Partner in the CARBOSTORE project
In addition to work in work packages 1, 2 and 4, Hereon is largely responsible for the coordination and management of CARBOSTORE.
The Climate Service Center (GERICS), based in Hamburg, takes on work related to the social perspective (work package 4) and prepares the information generated in WP 1 to 3 for decision-makers. For this purpose, the (legal) framework conditions, stakeholder decision-making processes and the type of information provision are examined in particular.
Leibniz Institute for Baltic Sea Research Warnemünde (IOW)
The IOW is doing its work as part of the COOLSTYLE subproject of the CARBOSTORE project. Here, the scientists investigate the (human) influences on various near-surface marine carbon stores in the connected coastal seas of the Baltic and North Sea. The main interest lies in the current situation and possible future changes.
Institute for Chemistry and Biology of the Marine Environment (ICBM)
Within the subproject PROCARBON (Process studies of the stability and vulnerability of carbon storages in the Baltic and North Seas), the ICBM of the Carl von Ossietzky University of Oldenburg is investigating sulfurization as a mechanism for storing carbon. Furthermore, the scientists study the role of physical processes in the CO2 exchange between atmosphere and ocean as well as future climate and anthropogenic disturbances in the Wadden Sea with the help of hydrodynamic-biogeochemical models.
Coastal Research Center of Lower Saxony Water Management, Coastal Defence and Nature Conservation Agency (NLWKN)
In the overall CARBOSTORE project, the Coastal Research Center of the Lower Saxony Water Management, Coastal Defence and Nature Conservation Agency (NLWKN) is responsible for collecting high-resolution, ship-based measurement data on water quality and relevant parameters of the carbonate system in the North Sea, Wadden Sea and estuaries.
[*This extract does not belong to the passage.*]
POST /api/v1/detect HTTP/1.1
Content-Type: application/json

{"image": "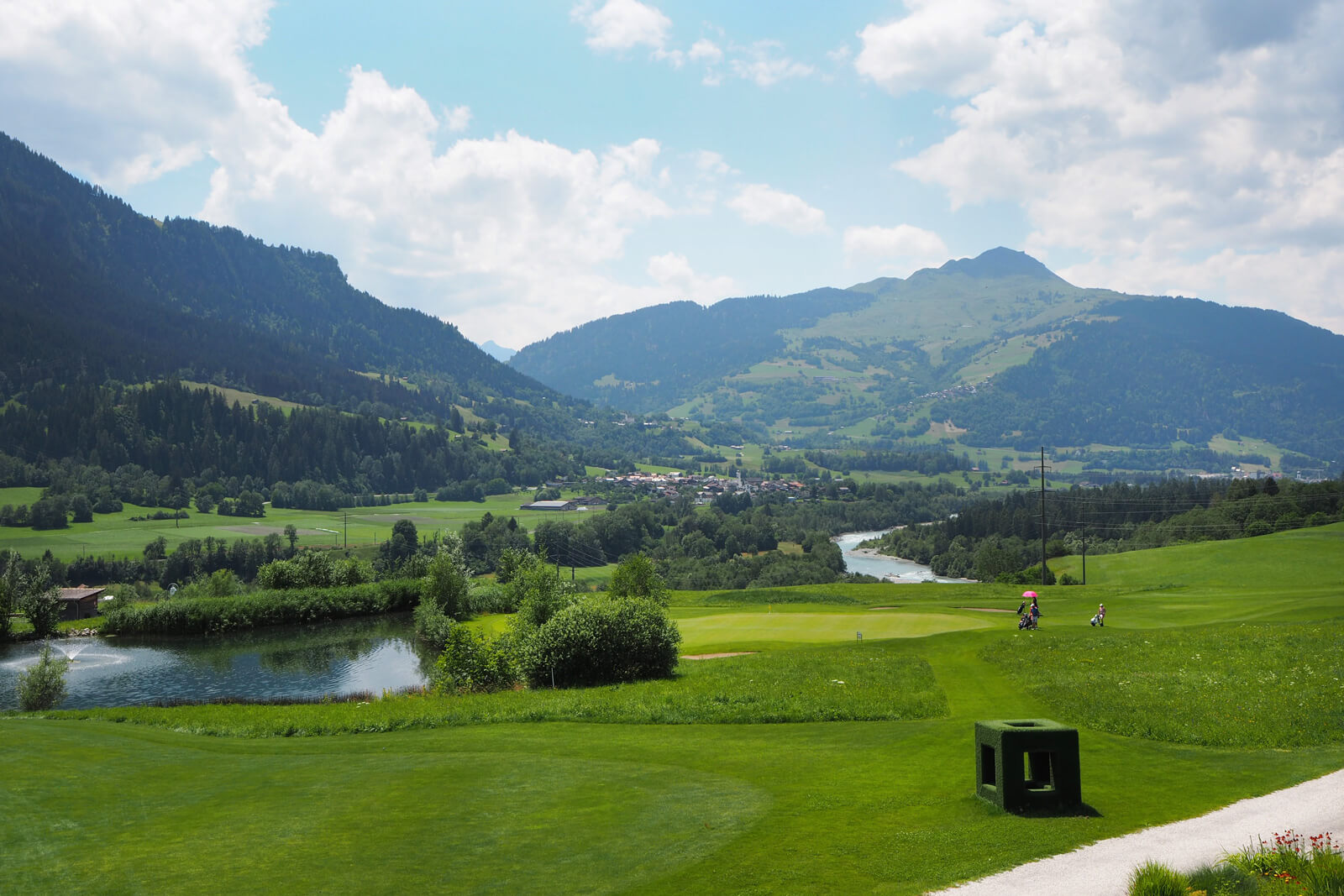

These quality-assured nature measurements are used directly in CARBOSTORE and for the further development and calibration of biogeochemical models at the Coastal Research Center in the NLWKN.
Walther Schücking Institute for International Law
The scientists at the WSI at the University of Kiel provide their scientific input primarily in work package 4. Among other things, they are responsible for the analysis of the current international and European regulations on marine carbon storage and their interpretation by the countries bordering the North and Baltic Seas. The assessment will include the rules for climate change and the rules for nature conservation. Furthermore, the WSI is investigating the extent to which there is an obligation to consider certain areas in marine environmental law for the specific purposes of carbon storage.